The Trump administration has undertaken a series of steps that are causing a steady erosion in the autonomy of tech players. For instance, in August 2025, Nvidia and AMD agreed to pay 15% of their revenues from China to the US government - effectively transforming the chipmakers into partners of the US government. As part of the deal, the Trump administration eased the export control restrictions on Nvidia's H20 and AMD's MI308, downgraded chips specifically designed for the Chinese market. In addition to the policy problems stemming from the US government easing national security-linked export controls to become a revenue partner, the arrangement is potentially also in contravention of the US Constitution, which prohibits taxes on exports.
Further, just weeks after calling for the resignation of Intel CEO Lip-Bu Tan, Trump was not just appreciative of him but also announced taking up a 10% stake in the tech giant.
Beyond the stakes and revenue-sharing arrangements, the administration has also threatened tech companies with consequences if they do not invest in the US. As discussed above, Apple has been threatened with tariffs if it fails to invest in manufacturing in the US. Similarly, Trump has threatened semiconductor imports with steep tariffs unless the tech companies involved make investments in the US.
Although it may not appear so on the surface, the Trump administration has also expanded its grip on the tech sector through the TikTok saga.

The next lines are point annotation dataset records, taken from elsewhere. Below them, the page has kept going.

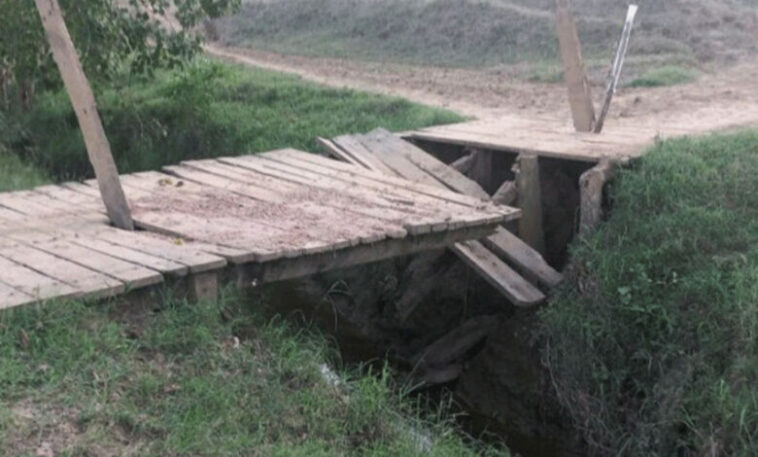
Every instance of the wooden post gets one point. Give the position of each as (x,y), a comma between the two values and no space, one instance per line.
(618,64)
(530,202)
(83,100)
(580,97)
(591,185)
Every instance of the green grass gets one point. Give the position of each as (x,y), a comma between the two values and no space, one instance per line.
(15,174)
(666,75)
(653,339)
(209,379)
(206,110)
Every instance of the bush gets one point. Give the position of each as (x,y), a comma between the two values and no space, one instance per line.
(653,339)
(206,110)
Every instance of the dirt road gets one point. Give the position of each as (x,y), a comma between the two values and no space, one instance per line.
(714,101)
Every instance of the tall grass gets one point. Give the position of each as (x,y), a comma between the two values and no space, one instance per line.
(206,110)
(653,340)
(213,379)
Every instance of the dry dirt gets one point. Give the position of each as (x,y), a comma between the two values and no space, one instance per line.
(490,93)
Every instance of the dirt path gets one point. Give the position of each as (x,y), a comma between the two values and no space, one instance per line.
(714,101)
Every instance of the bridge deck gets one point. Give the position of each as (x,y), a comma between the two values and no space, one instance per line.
(261,218)
(556,138)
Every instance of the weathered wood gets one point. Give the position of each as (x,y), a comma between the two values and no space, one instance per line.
(506,194)
(530,201)
(591,185)
(502,277)
(464,164)
(580,98)
(618,64)
(83,100)
(528,261)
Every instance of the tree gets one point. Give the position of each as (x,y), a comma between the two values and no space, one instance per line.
(110,36)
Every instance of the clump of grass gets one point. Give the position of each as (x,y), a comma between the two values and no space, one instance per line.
(666,75)
(654,336)
(206,110)
(214,379)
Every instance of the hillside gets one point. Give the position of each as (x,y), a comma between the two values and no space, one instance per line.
(471,33)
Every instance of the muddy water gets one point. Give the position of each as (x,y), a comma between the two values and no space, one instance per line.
(503,389)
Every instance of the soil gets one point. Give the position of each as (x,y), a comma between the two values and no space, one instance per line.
(489,93)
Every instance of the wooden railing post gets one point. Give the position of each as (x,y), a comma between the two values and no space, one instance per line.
(83,100)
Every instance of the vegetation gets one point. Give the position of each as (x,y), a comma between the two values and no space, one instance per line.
(667,75)
(212,379)
(110,36)
(476,33)
(653,339)
(205,110)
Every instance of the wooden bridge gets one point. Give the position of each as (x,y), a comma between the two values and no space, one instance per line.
(251,219)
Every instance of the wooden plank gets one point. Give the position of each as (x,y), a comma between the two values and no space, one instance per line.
(128,254)
(580,98)
(618,64)
(177,251)
(530,201)
(326,210)
(527,260)
(85,281)
(32,283)
(352,146)
(134,276)
(10,297)
(85,108)
(498,274)
(443,173)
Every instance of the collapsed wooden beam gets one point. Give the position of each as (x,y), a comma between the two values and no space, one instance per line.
(83,101)
(580,97)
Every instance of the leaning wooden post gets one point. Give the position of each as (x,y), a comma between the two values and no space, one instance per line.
(83,100)
(580,97)
(618,64)
(591,185)
(529,191)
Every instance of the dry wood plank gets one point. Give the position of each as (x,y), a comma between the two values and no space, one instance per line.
(353,147)
(325,212)
(177,251)
(527,260)
(529,191)
(330,147)
(32,283)
(85,281)
(385,182)
(448,176)
(502,277)
(10,297)
(395,159)
(128,254)
(134,276)
(580,98)
(83,101)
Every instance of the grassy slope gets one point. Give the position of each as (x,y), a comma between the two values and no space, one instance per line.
(210,379)
(207,110)
(654,338)
(473,33)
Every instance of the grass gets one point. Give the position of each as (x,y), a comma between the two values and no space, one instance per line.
(653,339)
(206,110)
(666,75)
(210,379)
(474,33)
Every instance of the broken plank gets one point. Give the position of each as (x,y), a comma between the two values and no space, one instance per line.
(503,278)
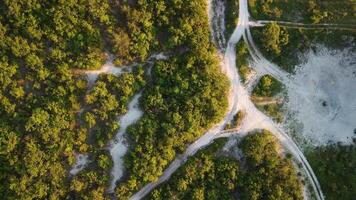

First, rather than upholding the 2024 law that required the ban or sale of TikTok, Trump first gave multiple extensions for its implementation, with the Department of Justice even formally asking US tech companies (whose services keep TikTok running in the US) not to worry about legal requirements. Second, in reaching a deal with ByteDance and China on TikTok's future in the US, the Trump administration has played a role in deciding which tech players would be involved in the app's operations in the country.
Lastly, the Department of Justice's push for the breaking up of Google, in two separate cases in US courts this year, might stem more from the Trump administration's motivations to control the tech sector instead of any concern about monopolies and abuse of market power by Big Tech players.
Reshaping The Landscape
One implication of the erosion of corporate autonomy of tech players will play out domestically within the US. Companies would be expected to comply with the administration's directive of culling 'woke' AI and aligning more closely with the administration's AI agenda.
But given the dominance of the US Big Tech companies globally, spanning sectors such as cloud, AI and social media, the Trump administration's curtailment of the corporate autonomy of tech players will have implications beyond the US borders. Tech companies would be expected to align ever more closely with the machinations of the Trump administration. Even if the companies would like to comply with the regulations of a foreign jurisdiction - from Europe to India - as the markets in question may be key to their expansion, Trump's broad tariff threats may come in the way. Tech companies may also slow down their plans to diversify their supply chains out of China and towards developing countries in Asia, such as India and Vietnam. The continuation of the trend of the US government becoming a business partner and instituting investment conditions for the remainder of Trump's term would alter how tech companies do business and, in the process, reshape the global tech landscape.
(Lokendra Sharma is a staff research analyst with the Takshashila Institution's High-Tech Geopolitics Programme.)